Saturday, May 29, 2010

Bridge of the Week #15: Pulaski Bridge

My apologies for the two-week hiatus on the bridge of the week. We return to the Pulaski Bridge, which crosses over Newtown Creek and connects the Greenpoint neighborhood of Brooklyn and Long Island City, Queens. Its ramp entrances, for both cars and pedestrians/bikes, are at 49th Ave. and Jackson Ave. in Queens and in Brooklyn at McGuinness Blvd. and Eagle St. The sidewalk, on the west side of the bridge, also has stairway access at McGuinness Blvd. and Ash St. in Brooklyn and at 11th St. and 53rd Ave. in Queens.

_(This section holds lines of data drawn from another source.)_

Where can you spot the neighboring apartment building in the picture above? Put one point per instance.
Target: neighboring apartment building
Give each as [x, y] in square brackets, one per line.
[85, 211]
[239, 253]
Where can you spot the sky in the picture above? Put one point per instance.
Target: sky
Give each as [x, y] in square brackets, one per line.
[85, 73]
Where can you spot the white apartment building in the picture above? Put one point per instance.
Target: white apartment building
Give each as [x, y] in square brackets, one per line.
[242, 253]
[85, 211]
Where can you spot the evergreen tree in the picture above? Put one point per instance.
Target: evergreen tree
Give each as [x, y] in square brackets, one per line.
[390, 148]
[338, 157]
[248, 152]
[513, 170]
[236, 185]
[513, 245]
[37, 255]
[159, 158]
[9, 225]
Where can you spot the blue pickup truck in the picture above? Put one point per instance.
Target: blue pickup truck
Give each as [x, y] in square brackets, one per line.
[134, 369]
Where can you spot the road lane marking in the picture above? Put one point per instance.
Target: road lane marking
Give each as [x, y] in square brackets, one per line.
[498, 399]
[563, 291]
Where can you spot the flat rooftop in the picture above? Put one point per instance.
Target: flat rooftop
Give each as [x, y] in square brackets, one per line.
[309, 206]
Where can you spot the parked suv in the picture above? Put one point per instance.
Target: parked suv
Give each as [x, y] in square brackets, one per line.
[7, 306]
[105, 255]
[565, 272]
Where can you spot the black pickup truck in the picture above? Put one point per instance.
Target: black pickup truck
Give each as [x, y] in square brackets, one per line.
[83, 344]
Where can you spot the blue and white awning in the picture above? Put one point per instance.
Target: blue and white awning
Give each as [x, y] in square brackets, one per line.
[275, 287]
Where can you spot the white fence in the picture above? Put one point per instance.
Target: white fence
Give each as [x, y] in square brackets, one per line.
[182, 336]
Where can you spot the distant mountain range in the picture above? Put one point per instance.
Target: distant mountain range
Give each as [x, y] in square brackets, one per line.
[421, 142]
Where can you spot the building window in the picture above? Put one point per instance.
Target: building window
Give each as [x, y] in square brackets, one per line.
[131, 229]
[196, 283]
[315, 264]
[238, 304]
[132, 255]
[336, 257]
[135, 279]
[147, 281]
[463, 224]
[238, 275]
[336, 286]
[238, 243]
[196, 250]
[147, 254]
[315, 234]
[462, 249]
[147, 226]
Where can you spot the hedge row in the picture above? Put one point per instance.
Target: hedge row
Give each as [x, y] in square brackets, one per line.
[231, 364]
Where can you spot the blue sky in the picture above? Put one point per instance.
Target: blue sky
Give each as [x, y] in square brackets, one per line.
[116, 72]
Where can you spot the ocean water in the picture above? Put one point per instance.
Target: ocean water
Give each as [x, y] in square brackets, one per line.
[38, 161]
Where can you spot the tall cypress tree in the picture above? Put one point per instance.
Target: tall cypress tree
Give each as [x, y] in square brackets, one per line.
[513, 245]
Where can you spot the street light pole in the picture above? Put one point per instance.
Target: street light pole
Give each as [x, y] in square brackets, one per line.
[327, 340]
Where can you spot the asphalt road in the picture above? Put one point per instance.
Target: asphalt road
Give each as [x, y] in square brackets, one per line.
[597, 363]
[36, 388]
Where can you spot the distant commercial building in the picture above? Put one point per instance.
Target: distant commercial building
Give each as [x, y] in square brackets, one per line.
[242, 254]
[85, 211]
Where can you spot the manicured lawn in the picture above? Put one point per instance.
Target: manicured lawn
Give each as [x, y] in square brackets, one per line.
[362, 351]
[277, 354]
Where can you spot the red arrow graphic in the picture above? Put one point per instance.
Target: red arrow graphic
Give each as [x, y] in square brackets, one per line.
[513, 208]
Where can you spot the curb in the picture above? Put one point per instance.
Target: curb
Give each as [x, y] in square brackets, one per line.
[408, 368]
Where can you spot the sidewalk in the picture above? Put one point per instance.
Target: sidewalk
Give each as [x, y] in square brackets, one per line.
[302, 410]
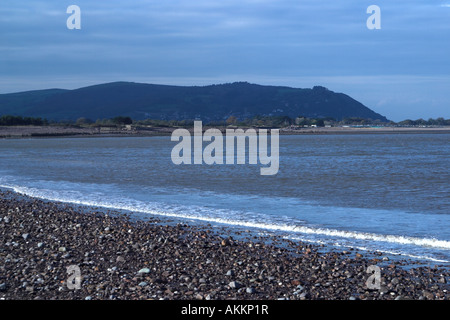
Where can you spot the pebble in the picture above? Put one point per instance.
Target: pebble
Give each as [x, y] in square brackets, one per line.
[234, 285]
[189, 262]
[144, 270]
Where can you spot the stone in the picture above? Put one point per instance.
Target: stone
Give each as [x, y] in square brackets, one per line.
[234, 285]
[144, 270]
[250, 290]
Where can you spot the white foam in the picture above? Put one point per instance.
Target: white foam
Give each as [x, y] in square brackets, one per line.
[141, 207]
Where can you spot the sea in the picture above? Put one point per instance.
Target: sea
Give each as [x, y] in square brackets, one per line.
[386, 193]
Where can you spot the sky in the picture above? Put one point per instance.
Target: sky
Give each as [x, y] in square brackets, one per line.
[401, 71]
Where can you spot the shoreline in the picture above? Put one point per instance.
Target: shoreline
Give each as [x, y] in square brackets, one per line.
[19, 132]
[121, 258]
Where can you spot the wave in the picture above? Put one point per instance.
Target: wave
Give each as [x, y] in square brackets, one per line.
[233, 219]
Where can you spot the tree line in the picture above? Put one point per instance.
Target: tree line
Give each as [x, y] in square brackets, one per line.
[258, 121]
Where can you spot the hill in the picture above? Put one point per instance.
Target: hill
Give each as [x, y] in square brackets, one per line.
[208, 103]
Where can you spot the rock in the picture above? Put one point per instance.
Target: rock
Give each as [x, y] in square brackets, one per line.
[144, 270]
[428, 295]
[235, 285]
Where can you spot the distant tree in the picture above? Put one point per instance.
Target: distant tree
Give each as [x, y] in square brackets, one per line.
[231, 120]
[122, 120]
[83, 122]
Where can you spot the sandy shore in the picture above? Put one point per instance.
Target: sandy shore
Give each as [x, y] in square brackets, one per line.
[60, 131]
[127, 259]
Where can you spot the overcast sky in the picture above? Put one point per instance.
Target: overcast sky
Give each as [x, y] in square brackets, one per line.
[401, 71]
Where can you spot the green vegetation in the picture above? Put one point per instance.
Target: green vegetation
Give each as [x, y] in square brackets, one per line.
[213, 103]
[256, 121]
[8, 120]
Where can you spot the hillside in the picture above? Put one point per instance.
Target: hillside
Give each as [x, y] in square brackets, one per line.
[208, 103]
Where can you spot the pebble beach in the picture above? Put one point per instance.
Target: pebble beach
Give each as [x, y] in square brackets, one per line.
[122, 258]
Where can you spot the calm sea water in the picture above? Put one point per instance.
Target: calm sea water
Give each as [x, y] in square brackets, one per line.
[387, 192]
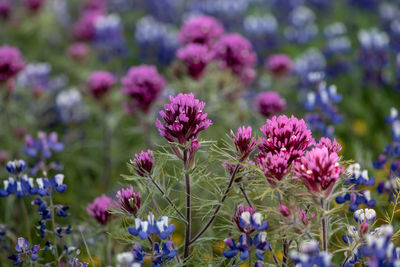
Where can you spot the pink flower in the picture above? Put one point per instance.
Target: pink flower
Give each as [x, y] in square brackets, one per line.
[143, 84]
[244, 142]
[319, 169]
[11, 62]
[78, 51]
[128, 200]
[143, 162]
[100, 82]
[84, 29]
[279, 64]
[201, 29]
[287, 135]
[183, 119]
[235, 52]
[274, 166]
[269, 103]
[196, 57]
[331, 146]
[100, 209]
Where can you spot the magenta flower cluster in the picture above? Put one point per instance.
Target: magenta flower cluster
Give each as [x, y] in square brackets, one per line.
[100, 208]
[143, 162]
[143, 84]
[285, 140]
[100, 83]
[183, 119]
[269, 103]
[11, 62]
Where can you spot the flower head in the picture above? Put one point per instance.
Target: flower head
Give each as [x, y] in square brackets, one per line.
[100, 82]
[100, 209]
[319, 170]
[269, 103]
[279, 64]
[288, 135]
[244, 142]
[183, 119]
[143, 162]
[201, 29]
[143, 84]
[196, 57]
[128, 200]
[11, 62]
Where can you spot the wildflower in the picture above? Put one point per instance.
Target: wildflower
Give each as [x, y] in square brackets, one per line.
[100, 82]
[23, 249]
[311, 256]
[183, 119]
[248, 220]
[279, 64]
[287, 135]
[151, 226]
[244, 142]
[143, 162]
[319, 170]
[269, 103]
[143, 84]
[11, 62]
[364, 215]
[201, 29]
[195, 57]
[128, 200]
[100, 209]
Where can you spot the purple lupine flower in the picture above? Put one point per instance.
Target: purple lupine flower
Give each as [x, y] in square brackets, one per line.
[288, 135]
[143, 84]
[196, 57]
[183, 119]
[249, 221]
[310, 255]
[34, 5]
[160, 227]
[24, 250]
[279, 64]
[269, 103]
[244, 142]
[201, 29]
[128, 200]
[235, 52]
[100, 83]
[319, 169]
[275, 166]
[100, 209]
[11, 62]
[143, 162]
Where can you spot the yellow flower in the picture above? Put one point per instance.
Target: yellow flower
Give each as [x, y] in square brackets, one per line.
[359, 127]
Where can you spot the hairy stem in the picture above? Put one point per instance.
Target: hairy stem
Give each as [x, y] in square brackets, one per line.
[26, 218]
[202, 231]
[188, 208]
[168, 199]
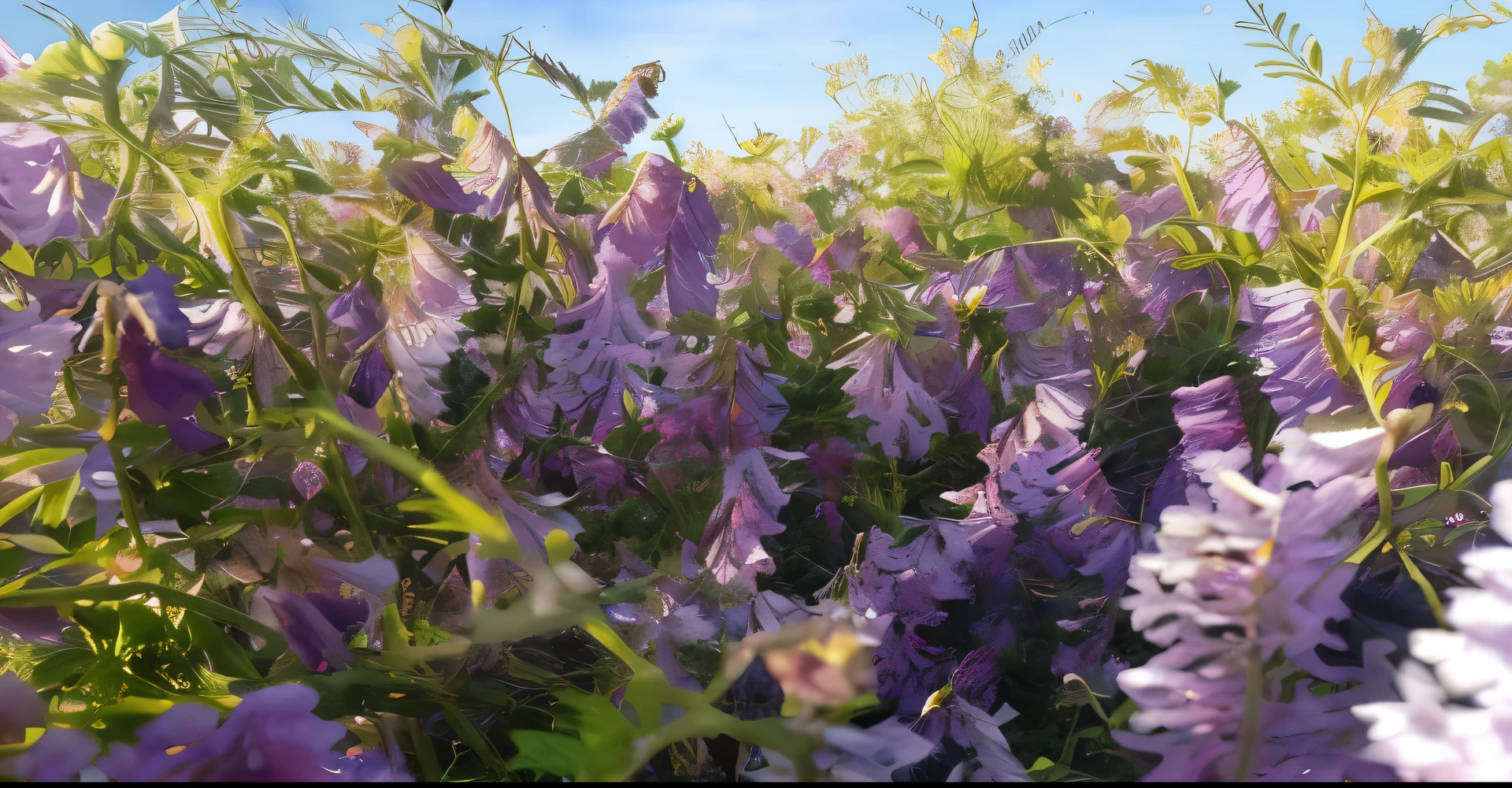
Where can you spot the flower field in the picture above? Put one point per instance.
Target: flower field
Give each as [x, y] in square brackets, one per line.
[951, 442]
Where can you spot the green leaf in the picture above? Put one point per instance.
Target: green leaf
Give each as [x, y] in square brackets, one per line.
[921, 167]
[226, 656]
[548, 753]
[1119, 230]
[37, 544]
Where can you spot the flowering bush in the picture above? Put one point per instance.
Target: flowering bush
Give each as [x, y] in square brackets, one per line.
[953, 444]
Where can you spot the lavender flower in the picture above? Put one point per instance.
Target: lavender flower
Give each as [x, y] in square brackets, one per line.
[34, 353]
[1236, 584]
[888, 391]
[1288, 344]
[43, 195]
[1247, 205]
[269, 737]
[1452, 720]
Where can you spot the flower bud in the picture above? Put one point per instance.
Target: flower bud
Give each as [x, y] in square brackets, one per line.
[108, 44]
[407, 41]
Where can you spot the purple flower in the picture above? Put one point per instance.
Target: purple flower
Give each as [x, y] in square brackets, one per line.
[731, 542]
[1402, 337]
[153, 296]
[888, 391]
[1028, 283]
[690, 247]
[307, 478]
[1247, 205]
[790, 241]
[634, 230]
[958, 712]
[1443, 261]
[359, 310]
[55, 297]
[1451, 723]
[491, 159]
[1243, 582]
[57, 756]
[317, 623]
[32, 353]
[43, 195]
[164, 392]
[628, 112]
[602, 164]
[9, 64]
[221, 325]
[1210, 418]
[269, 737]
[1288, 344]
[432, 185]
[1151, 277]
[20, 710]
[1502, 339]
[1145, 212]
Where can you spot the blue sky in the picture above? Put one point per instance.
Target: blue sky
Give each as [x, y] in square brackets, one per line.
[750, 61]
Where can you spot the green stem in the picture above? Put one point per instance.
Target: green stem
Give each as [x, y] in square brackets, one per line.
[318, 325]
[1249, 723]
[1428, 589]
[499, 386]
[345, 488]
[302, 371]
[1347, 223]
[424, 752]
[1382, 526]
[460, 507]
[100, 592]
[128, 500]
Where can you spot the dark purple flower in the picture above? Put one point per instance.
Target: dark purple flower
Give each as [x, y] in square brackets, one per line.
[634, 230]
[359, 310]
[38, 187]
[164, 392]
[317, 623]
[154, 294]
[432, 185]
[269, 737]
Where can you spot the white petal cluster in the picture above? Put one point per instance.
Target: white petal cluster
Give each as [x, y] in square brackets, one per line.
[1455, 717]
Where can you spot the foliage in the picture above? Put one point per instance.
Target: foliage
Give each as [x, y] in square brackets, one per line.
[948, 444]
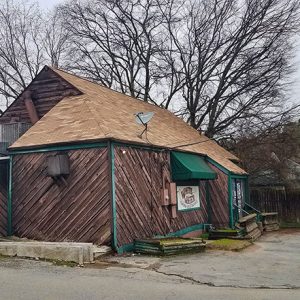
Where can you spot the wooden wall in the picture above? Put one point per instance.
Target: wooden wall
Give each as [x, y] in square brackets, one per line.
[138, 179]
[78, 211]
[3, 211]
[47, 90]
[219, 199]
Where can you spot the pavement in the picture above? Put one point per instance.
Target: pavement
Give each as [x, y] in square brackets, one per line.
[270, 269]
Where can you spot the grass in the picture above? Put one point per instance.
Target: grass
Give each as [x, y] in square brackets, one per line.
[204, 236]
[228, 245]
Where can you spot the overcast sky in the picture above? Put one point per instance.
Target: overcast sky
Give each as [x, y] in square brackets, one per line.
[295, 88]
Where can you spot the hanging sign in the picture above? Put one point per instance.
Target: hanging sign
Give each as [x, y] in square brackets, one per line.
[188, 197]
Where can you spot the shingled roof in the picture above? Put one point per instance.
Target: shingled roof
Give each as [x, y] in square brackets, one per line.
[101, 113]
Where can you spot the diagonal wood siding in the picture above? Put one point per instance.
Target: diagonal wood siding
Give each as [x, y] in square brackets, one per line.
[78, 211]
[219, 199]
[138, 179]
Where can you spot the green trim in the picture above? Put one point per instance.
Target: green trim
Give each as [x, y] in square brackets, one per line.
[130, 247]
[187, 230]
[187, 166]
[233, 176]
[113, 195]
[208, 202]
[59, 148]
[230, 206]
[224, 170]
[189, 209]
[9, 198]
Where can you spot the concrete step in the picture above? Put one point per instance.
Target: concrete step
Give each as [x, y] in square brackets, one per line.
[99, 251]
[66, 251]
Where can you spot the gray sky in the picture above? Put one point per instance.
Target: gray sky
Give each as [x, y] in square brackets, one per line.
[294, 92]
[49, 3]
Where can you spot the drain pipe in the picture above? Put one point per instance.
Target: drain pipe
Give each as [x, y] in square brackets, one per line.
[31, 110]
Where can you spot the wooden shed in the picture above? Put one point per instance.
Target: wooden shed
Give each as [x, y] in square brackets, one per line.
[83, 172]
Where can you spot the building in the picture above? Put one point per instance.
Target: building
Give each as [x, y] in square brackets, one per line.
[85, 170]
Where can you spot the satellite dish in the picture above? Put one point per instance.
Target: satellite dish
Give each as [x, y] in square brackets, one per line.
[143, 118]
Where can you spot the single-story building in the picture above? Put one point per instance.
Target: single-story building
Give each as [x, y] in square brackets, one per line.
[87, 170]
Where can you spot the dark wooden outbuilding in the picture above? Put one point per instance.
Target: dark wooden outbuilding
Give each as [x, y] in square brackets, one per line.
[106, 183]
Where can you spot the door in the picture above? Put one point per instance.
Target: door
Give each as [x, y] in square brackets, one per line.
[238, 195]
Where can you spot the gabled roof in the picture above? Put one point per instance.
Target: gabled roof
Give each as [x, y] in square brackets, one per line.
[101, 113]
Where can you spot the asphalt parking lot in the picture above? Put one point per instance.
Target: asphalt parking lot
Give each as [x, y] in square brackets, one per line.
[270, 269]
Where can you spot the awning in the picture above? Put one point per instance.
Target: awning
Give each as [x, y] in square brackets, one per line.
[186, 166]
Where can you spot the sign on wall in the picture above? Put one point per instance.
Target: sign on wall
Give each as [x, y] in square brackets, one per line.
[188, 197]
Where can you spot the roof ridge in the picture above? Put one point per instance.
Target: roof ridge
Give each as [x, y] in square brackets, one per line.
[132, 98]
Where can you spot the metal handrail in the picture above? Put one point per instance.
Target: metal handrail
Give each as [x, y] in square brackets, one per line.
[244, 211]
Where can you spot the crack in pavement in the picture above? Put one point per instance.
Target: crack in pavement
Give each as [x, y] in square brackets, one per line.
[211, 284]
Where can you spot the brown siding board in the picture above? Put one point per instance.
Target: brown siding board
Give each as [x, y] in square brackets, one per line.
[79, 211]
[47, 90]
[3, 212]
[138, 178]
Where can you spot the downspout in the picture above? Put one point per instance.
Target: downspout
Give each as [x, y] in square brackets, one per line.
[230, 201]
[9, 197]
[208, 202]
[30, 107]
[113, 196]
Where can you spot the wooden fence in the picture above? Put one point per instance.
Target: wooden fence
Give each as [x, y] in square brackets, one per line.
[286, 203]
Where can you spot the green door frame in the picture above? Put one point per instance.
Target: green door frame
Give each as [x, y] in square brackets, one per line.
[231, 177]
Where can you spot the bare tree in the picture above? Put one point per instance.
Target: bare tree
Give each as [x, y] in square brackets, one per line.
[21, 54]
[55, 40]
[233, 57]
[117, 43]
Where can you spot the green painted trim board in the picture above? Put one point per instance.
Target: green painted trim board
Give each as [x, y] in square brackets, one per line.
[59, 148]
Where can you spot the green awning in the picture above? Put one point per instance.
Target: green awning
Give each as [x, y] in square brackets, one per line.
[186, 166]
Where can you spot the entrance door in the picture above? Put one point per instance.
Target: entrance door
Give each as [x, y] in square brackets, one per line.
[238, 195]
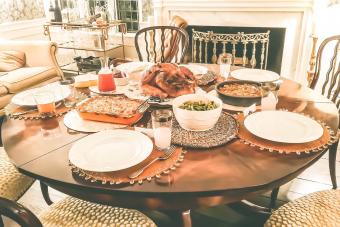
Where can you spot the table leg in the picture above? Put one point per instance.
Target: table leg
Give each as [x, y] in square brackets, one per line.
[186, 218]
[181, 218]
[44, 191]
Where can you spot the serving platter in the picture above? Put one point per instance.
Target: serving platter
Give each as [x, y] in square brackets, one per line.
[110, 150]
[134, 67]
[73, 121]
[255, 75]
[119, 90]
[283, 127]
[196, 69]
[26, 98]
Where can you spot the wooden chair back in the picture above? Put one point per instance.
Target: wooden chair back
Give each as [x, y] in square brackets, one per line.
[161, 44]
[329, 71]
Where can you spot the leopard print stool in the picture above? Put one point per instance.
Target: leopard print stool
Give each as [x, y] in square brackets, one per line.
[71, 212]
[319, 209]
[12, 184]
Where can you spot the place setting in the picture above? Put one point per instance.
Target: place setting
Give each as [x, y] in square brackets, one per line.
[284, 132]
[127, 156]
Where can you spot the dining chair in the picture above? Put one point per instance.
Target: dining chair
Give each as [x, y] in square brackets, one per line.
[244, 47]
[326, 79]
[74, 212]
[162, 44]
[318, 209]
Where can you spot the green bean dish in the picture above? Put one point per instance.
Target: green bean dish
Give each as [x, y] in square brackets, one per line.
[198, 105]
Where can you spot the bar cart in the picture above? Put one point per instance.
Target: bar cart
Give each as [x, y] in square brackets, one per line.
[93, 39]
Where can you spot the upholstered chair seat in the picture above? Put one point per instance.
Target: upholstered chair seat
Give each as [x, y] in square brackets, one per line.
[12, 184]
[319, 209]
[75, 212]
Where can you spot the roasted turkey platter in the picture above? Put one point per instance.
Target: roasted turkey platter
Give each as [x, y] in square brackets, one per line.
[168, 80]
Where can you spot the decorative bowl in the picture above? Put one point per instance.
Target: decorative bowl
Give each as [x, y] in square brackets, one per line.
[193, 120]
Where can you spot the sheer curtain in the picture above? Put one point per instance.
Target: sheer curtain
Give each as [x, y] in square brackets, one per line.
[17, 10]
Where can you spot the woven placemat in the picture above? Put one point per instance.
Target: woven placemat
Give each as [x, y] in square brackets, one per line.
[224, 131]
[207, 78]
[119, 177]
[321, 144]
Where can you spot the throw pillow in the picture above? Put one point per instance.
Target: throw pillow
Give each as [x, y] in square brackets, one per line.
[11, 60]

The Pulaski Bridge opened on September 10, 1954, and replaced the nearby Vernon Ave. Bridge. It is a double-leaf bascule drawbridge, with a main span of 177 feet, and a total length of 2,810 feet, and when closed has a clearance of 39 feet above the water. It carries three lanes of traffic in each direction and the sidewalk. It was named after Kazimierz (Casimir) Pulaski, a Polish military commander who fought in the American Revolution. It honors the large Polish population in Greenpoint, Brooklyn.

The bridge is probably best known as being the second bridge crossing in the New York Marathon, after the Verrazano-Narrows Bridge at the start, and in fact the halfway point of the marathon, 13.1 miles, is located on the ascent of the bridge.

Besides the Newtown Creek, the bridge also crosses over the entrance to the Queens-Midtown Tunnel. It provides a nice view of the Manhattan skyline as well. The sidwalk, however, is not very wide, only about nine feet. So pedestrians, runners and bikers must be sure to use courtesy for fellow travelers. The nearest subway stations are the Vernon Ave./Jackson Blvd. stop on the 7 train in Queens, and teh Greenpoint Ave. stop on the G train in Brooklyn. The Greenpoint neighborhood is interesting and still retains its Polish culture, but from a running standpoint, the streets on both sides of the bridge can be tricky to deal with, and not the most pleasant. Long Island City, in particular, doesn't have a lot to look at, although the Queensboro Bridge is only about a mile to the north-northeast.